Question

When 21.45 g of KNO3 was dissolved in water in a calorimeter, the temperature fell from 25.00°C to 14.14 °C. If the heat capacity is 0.505KJ/°C, what will be the delta H for the solution process.

Answer 1

25.9 kJ/mol. (3 sig. fig. as in the heat capacity.)

Explanation

The process:

$\text{KNO}_3\;(s) \to \text{KNO}_3\;(aq)$.

How many moles of this process?

Relative atomic mass from a modern periodic table:

• K: 39.098;
• N: 14.007;
• O: 15.999.

Molar mass of $\text{KNO}_3$:

$M(\text{KNO}_3) = 39.098 + 14.007 + 3\times 15.999 = 101.102\;\text{g}\cdot\text{mol}^{-1}$.
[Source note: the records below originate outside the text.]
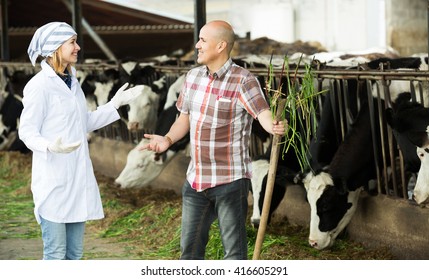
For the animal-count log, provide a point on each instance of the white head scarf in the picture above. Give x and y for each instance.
(48, 38)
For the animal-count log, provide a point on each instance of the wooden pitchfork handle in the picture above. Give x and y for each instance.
(275, 150)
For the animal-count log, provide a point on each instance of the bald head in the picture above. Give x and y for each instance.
(223, 32)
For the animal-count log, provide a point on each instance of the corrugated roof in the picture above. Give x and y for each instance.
(127, 32)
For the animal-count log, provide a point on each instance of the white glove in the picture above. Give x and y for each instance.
(123, 97)
(59, 147)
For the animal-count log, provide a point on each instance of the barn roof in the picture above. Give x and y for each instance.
(126, 32)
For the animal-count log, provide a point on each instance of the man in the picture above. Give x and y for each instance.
(217, 105)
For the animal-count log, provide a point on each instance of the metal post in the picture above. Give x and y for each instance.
(199, 20)
(5, 55)
(77, 25)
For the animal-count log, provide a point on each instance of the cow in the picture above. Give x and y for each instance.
(10, 113)
(343, 159)
(142, 167)
(409, 121)
(333, 191)
(396, 87)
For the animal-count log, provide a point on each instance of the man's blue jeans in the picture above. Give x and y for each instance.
(227, 203)
(62, 241)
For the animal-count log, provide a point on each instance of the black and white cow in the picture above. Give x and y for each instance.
(410, 123)
(333, 192)
(10, 114)
(342, 163)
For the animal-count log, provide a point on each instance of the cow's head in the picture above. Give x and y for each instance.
(143, 112)
(331, 208)
(142, 167)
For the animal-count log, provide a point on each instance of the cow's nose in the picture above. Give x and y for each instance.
(313, 243)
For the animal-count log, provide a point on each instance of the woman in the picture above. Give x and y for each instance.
(53, 125)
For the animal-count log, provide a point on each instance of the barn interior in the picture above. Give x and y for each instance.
(122, 32)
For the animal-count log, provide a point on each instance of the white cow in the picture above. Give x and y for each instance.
(421, 190)
(328, 218)
(142, 167)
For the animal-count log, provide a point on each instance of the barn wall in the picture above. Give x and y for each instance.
(407, 26)
(379, 220)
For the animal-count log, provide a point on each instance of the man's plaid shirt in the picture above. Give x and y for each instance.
(221, 110)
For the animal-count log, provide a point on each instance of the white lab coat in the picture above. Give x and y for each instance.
(63, 185)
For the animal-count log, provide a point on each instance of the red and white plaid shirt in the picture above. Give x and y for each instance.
(221, 107)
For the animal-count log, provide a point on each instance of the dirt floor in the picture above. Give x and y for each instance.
(99, 248)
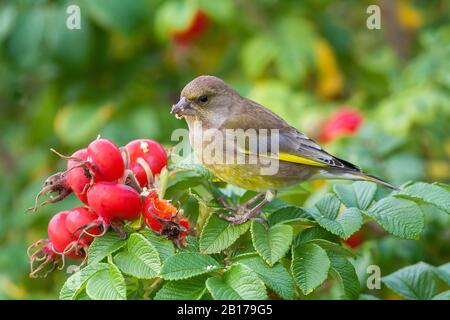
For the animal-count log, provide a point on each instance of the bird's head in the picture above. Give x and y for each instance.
(204, 98)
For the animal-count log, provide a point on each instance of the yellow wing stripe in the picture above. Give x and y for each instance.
(283, 156)
(298, 159)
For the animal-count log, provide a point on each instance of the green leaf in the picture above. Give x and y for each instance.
(164, 246)
(356, 195)
(257, 54)
(237, 283)
(140, 260)
(332, 247)
(276, 278)
(273, 243)
(107, 284)
(400, 217)
(290, 214)
(314, 233)
(76, 283)
(310, 266)
(429, 193)
(345, 274)
(368, 297)
(103, 246)
(443, 272)
(219, 234)
(416, 282)
(326, 212)
(186, 265)
(187, 289)
(442, 296)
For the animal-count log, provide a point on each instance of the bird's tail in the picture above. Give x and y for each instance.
(350, 174)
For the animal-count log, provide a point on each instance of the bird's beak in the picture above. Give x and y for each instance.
(183, 108)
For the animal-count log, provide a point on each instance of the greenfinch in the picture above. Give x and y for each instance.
(208, 104)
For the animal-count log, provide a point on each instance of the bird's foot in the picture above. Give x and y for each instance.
(245, 212)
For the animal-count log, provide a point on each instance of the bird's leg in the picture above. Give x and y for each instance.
(245, 212)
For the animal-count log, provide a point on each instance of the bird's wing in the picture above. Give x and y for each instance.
(294, 146)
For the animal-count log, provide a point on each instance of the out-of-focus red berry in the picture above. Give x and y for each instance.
(345, 121)
(198, 25)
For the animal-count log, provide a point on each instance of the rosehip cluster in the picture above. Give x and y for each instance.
(116, 186)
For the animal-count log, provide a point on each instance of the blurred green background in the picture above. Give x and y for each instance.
(120, 73)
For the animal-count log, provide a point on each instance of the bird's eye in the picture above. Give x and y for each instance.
(203, 99)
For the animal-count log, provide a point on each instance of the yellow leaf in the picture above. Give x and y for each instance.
(409, 17)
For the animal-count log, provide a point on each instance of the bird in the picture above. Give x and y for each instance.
(208, 104)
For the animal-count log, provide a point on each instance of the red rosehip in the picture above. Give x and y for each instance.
(78, 177)
(80, 219)
(345, 121)
(162, 217)
(106, 160)
(154, 208)
(147, 158)
(113, 201)
(198, 25)
(58, 233)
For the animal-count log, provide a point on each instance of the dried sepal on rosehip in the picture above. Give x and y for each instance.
(66, 238)
(42, 254)
(56, 183)
(163, 218)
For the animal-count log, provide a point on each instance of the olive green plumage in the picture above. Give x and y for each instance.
(218, 106)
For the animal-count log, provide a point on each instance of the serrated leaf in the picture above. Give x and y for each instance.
(400, 217)
(187, 289)
(76, 283)
(107, 284)
(237, 283)
(416, 282)
(291, 214)
(140, 260)
(103, 246)
(273, 243)
(187, 265)
(332, 247)
(314, 233)
(310, 266)
(164, 246)
(429, 193)
(344, 272)
(219, 234)
(442, 296)
(356, 195)
(276, 278)
(326, 213)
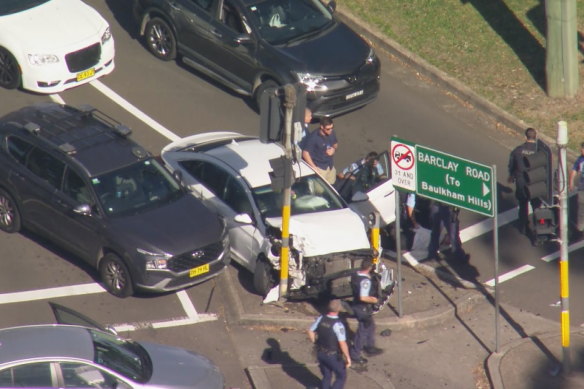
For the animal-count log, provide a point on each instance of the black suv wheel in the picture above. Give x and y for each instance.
(9, 214)
(115, 276)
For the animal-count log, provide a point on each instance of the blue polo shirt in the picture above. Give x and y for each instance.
(316, 145)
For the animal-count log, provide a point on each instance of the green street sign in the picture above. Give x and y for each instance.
(455, 181)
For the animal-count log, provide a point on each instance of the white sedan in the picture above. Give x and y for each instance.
(47, 46)
(230, 172)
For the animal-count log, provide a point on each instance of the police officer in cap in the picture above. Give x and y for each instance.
(364, 298)
(516, 174)
(329, 335)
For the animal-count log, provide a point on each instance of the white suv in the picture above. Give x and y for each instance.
(47, 46)
(231, 173)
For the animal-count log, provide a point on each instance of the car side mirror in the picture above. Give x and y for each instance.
(332, 6)
(243, 218)
(83, 209)
(242, 39)
(359, 197)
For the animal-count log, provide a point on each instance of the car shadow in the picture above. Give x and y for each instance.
(80, 263)
(295, 369)
(122, 11)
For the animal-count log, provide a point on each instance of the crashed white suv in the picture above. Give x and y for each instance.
(231, 173)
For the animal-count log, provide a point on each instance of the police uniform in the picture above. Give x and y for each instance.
(516, 171)
(329, 332)
(362, 286)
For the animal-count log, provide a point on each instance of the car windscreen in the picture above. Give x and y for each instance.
(284, 21)
(136, 188)
(8, 7)
(309, 194)
(126, 357)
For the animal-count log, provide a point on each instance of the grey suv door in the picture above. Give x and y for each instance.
(233, 49)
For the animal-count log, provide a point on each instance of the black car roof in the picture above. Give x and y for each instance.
(86, 135)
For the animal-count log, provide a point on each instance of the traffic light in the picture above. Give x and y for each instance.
(272, 109)
(538, 174)
(544, 222)
(271, 117)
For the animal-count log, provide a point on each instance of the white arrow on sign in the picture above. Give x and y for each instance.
(486, 189)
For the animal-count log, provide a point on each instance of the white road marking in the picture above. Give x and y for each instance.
(166, 324)
(133, 110)
(44, 294)
(512, 274)
(555, 255)
(57, 99)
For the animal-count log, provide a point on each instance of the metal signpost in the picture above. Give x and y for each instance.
(448, 179)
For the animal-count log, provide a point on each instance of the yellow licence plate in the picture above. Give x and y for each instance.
(85, 74)
(197, 271)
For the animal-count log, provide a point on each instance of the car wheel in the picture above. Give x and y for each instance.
(115, 275)
(263, 277)
(9, 70)
(160, 39)
(9, 213)
(260, 90)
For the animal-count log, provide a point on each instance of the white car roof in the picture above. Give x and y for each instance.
(247, 155)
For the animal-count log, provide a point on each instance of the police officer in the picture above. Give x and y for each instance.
(329, 335)
(516, 174)
(445, 216)
(364, 298)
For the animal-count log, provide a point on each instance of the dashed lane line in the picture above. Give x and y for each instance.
(44, 294)
(512, 274)
(134, 110)
(555, 255)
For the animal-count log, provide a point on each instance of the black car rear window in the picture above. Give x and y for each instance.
(8, 7)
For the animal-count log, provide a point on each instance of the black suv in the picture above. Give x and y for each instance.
(252, 45)
(74, 176)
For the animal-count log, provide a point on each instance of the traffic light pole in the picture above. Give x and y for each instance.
(289, 104)
(562, 143)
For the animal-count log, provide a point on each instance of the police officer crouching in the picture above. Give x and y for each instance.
(329, 335)
(364, 292)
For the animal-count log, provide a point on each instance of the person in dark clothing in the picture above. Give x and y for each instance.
(318, 149)
(516, 174)
(445, 216)
(577, 174)
(329, 335)
(364, 298)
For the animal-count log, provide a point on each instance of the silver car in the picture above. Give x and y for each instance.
(74, 356)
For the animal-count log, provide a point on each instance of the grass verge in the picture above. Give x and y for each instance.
(495, 47)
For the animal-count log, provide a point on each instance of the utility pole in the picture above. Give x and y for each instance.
(562, 143)
(289, 104)
(561, 63)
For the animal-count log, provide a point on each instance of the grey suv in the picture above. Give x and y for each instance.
(252, 45)
(74, 176)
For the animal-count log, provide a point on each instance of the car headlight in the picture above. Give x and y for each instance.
(313, 82)
(106, 36)
(154, 261)
(42, 59)
(371, 57)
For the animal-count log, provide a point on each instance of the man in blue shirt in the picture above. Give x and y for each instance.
(329, 335)
(578, 170)
(318, 149)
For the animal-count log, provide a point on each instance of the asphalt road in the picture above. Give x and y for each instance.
(162, 100)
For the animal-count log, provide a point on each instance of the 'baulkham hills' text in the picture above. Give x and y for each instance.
(452, 187)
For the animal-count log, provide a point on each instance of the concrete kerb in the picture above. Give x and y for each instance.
(439, 77)
(424, 319)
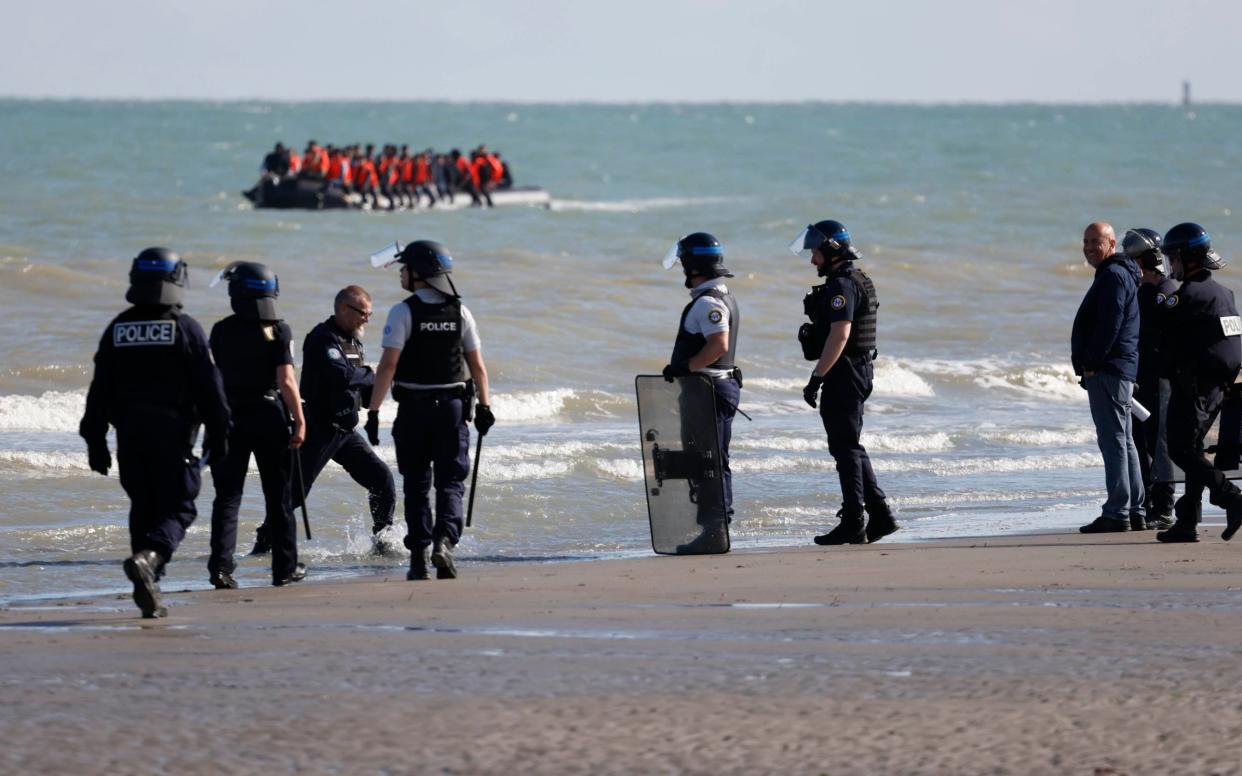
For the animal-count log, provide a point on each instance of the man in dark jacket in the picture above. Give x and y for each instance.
(1104, 350)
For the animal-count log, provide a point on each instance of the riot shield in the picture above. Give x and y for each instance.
(681, 464)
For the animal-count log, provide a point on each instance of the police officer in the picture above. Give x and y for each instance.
(432, 360)
(707, 344)
(841, 340)
(1151, 390)
(154, 381)
(1202, 354)
(253, 349)
(335, 384)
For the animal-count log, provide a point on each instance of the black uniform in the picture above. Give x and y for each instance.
(1201, 359)
(335, 384)
(728, 389)
(155, 383)
(430, 432)
(848, 296)
(247, 353)
(1151, 391)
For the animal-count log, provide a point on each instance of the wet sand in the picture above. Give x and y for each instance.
(1037, 654)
Number of moles of the process = Number of moles of $\text{KNO}_3$ dissolved:

$\displaystyle n = \frac{m}{M} = \frac{21.45}{101.102} = 0.212162\;\text{mol}$.

What's the enthalpy change of this process?

$Q = C\cdot \Delta T = 0.505 \times (25.00 - 14.14) = 5.4843\;\text{kJ}$ for $0.212162\;\text{mol}$. By convention, the enthalpy change $\Delta H$ measures the energy change for each mole of a process.

$\displaystyle \Delta H = \frac{Q}{n} = \frac{5.4843\text{kJ}}{0.212162\;\text{mol}} = 25.8\;\text{kJ}\cdot\text{mol}^{-1}$.

The heat capacity is the least accurate number in these calculation. It comes with three significant figures. As a result, round the final result to three significant figures. However, make sure you keep at least one additional figure to minimize the risk of rounding errors during the calculation.